Another powerful moment came during the vesting ritual, when Father Jake Greiner, pastor of Our Lady of Victory Parish in Davenport, helped Fr. Weber put on his chasuble. The two priests smiled broadly and shared a bear hug as the congregation sang “You are a priest forever, in the line of Melchizedek.”
“We were good friends at St. Paul Seminary,” Fr. Greiner said later. “He asked me to vest him as a result of that friendship. I was blown away that he asked me. It was an honor and a privilege. He’ll be an amazing priest for the diocese. He brings so much experience because of having been a youth minister and he has a pastoral style beyond his age. …He’ll do a great job because Christ will work through him.”
Sister Cheryl Demmer, PBVM, director of Religious Education at Ss. Mary & Mathias Parish in Muscatine, noted that “Chris and I worked together for eight years. He was my youth minister. I actually hired him. I have a lot of pride, a deep sense of gratitude and am very happy” to see him ordained to the priesthood.
“After collaborating with him for 11 years as a youth minister, it’s incredible to see him carry on this journey,” said a teary-eyed Pat Sheil of St. Joseph Parish in DeWitt. “When he told all of us (youth ministers) that he was entering the seminary, everyone said, ‘“It’s about time.’”

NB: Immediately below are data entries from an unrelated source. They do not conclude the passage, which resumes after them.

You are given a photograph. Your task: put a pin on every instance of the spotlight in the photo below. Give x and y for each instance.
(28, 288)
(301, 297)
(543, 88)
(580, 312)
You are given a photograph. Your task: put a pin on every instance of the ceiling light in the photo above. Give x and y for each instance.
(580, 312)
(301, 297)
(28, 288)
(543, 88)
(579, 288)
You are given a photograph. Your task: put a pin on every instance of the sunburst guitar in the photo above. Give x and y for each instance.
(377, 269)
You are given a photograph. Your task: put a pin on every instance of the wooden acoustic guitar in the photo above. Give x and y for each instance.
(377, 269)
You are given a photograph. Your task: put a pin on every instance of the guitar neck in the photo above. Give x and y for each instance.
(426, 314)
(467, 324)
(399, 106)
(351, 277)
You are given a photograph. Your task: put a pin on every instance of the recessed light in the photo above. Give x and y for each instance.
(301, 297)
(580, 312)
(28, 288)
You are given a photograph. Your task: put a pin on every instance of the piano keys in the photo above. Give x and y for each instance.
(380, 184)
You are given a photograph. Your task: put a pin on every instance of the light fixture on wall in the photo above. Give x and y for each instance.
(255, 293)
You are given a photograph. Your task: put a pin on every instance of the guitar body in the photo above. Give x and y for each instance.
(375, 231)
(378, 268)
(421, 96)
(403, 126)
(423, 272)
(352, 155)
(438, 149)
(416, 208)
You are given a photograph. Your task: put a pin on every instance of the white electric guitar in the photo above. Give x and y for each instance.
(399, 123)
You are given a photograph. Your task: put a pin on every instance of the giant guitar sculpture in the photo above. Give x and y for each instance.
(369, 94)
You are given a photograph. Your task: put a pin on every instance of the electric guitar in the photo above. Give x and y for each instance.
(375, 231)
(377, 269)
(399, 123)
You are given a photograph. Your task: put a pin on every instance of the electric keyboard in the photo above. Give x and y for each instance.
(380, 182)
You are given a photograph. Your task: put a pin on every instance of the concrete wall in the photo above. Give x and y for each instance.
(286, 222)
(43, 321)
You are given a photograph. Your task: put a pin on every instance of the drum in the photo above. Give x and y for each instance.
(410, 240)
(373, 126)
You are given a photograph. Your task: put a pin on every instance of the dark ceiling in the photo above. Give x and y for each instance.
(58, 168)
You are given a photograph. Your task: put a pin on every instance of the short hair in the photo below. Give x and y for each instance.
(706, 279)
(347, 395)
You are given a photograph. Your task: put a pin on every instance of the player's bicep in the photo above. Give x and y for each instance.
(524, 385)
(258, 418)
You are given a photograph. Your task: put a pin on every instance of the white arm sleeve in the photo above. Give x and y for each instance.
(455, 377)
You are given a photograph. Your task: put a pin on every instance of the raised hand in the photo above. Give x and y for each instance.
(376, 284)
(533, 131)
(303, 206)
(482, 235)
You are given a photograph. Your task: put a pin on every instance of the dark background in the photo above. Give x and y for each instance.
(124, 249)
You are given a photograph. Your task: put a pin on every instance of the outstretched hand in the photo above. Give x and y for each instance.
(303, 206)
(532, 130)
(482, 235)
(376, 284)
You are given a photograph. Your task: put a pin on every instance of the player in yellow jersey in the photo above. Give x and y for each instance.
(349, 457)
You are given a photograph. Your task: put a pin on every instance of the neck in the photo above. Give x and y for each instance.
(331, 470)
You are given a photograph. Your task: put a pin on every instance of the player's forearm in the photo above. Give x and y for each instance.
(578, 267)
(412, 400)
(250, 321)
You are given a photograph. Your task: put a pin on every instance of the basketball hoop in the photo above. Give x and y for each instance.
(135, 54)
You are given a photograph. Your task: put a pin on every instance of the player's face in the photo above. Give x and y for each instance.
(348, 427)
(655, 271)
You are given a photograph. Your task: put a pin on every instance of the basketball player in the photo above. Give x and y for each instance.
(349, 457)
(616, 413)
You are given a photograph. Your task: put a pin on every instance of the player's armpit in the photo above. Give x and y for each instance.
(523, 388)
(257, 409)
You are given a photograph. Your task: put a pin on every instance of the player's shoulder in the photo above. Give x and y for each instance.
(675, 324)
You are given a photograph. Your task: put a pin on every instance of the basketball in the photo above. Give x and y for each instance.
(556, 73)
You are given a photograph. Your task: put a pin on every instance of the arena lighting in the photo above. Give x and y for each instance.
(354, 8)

“Ever since I met now-Fr. Chris Weber, I admired his charism for youths,” said Father Jeff Belger, parochial vicar at St. Mary Parish and a campus minister at Newman Catholic Student Center, both in Iowa City. “When he announced that he was going to seminary, I said ‘Thanks be to God.’”

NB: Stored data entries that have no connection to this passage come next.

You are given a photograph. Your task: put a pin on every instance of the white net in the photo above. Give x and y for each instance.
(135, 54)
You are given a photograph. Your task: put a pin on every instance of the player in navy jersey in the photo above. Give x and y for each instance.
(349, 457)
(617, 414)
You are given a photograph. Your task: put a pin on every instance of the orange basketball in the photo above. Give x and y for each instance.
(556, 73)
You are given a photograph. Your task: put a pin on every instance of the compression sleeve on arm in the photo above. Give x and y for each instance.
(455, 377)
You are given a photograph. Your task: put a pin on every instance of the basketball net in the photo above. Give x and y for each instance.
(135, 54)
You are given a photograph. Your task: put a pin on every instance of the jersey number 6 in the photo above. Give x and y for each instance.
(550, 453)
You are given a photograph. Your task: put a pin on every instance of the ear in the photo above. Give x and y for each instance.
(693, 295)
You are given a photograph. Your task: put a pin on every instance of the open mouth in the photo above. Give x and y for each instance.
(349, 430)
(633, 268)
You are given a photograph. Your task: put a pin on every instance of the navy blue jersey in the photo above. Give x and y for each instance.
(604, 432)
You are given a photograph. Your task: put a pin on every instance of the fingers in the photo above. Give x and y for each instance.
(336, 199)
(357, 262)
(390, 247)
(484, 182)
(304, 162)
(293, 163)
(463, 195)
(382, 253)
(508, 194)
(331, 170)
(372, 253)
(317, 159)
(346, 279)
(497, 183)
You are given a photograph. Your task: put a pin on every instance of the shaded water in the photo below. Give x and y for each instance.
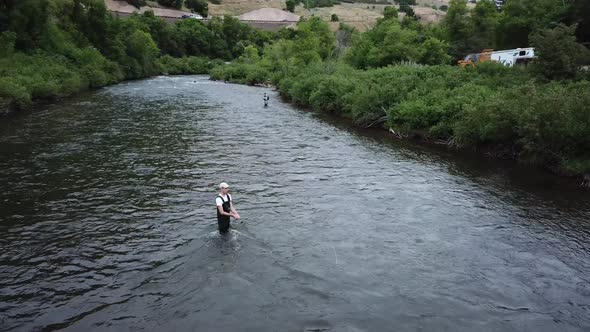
(107, 222)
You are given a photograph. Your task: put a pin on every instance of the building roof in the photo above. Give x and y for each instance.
(269, 14)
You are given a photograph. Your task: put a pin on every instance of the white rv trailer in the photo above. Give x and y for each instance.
(512, 57)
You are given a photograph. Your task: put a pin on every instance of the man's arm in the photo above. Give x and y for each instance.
(233, 210)
(223, 213)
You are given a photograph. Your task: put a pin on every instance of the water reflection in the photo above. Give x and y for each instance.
(108, 223)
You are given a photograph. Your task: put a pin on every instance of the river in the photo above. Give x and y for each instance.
(107, 223)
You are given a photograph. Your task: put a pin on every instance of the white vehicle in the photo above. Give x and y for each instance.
(513, 57)
(508, 58)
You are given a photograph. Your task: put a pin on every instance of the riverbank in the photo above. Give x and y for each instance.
(36, 79)
(501, 112)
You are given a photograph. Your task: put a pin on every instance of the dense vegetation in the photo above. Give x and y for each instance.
(53, 48)
(399, 75)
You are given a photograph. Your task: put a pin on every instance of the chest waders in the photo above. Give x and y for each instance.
(223, 221)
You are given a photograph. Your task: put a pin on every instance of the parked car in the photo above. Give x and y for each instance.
(195, 16)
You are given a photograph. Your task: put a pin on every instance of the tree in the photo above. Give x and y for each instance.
(559, 56)
(199, 6)
(291, 5)
(520, 18)
(390, 12)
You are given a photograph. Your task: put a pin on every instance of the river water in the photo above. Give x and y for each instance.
(107, 223)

Seminarian Andrew Rauenbuehler participated as a young teen in the youth group in Muscatine when Fr. Weber was the leader. “He created an environment that made everyone who came feel welcome and that they had a part to play in the church.” The two men also attended seminary the past two years at St. Paul Seminary School of Divinity in St. Paul, Minn. “I’m so happy for him,” Rauenbuehler said. “I know he’ll be a great priest.”
Carol Laughlin, director of Religious Education and the youth minster at St. Mary Parish in Pella, said Fr. Weber “was such a great youth minister. He has a tremendous amount of ministry skills. He’s just so good with the people, and so dedicated to what he does.”
Fr. Weber said he discerned a vocation to the priesthood eight years ago, through the “witness of some really happy, holy priests who radiated joy in priesthood. When these guys came into my life, I thought (the priesthood) was something I could be excited about giving my life to.” His parents, Tom and the late Jan Weber, also provided an excellent witness, he said. “They had a steady faith.”
Bishop Martin Amos was the first person Chris blessed after the ordination Mass; his father, Tom, was the second. Standing by the bishop at the altar during the Liturgy of the Eucharist, it sunk in, Fr. Weber said. “I’m a priest and this is what I do – offer the Mass.”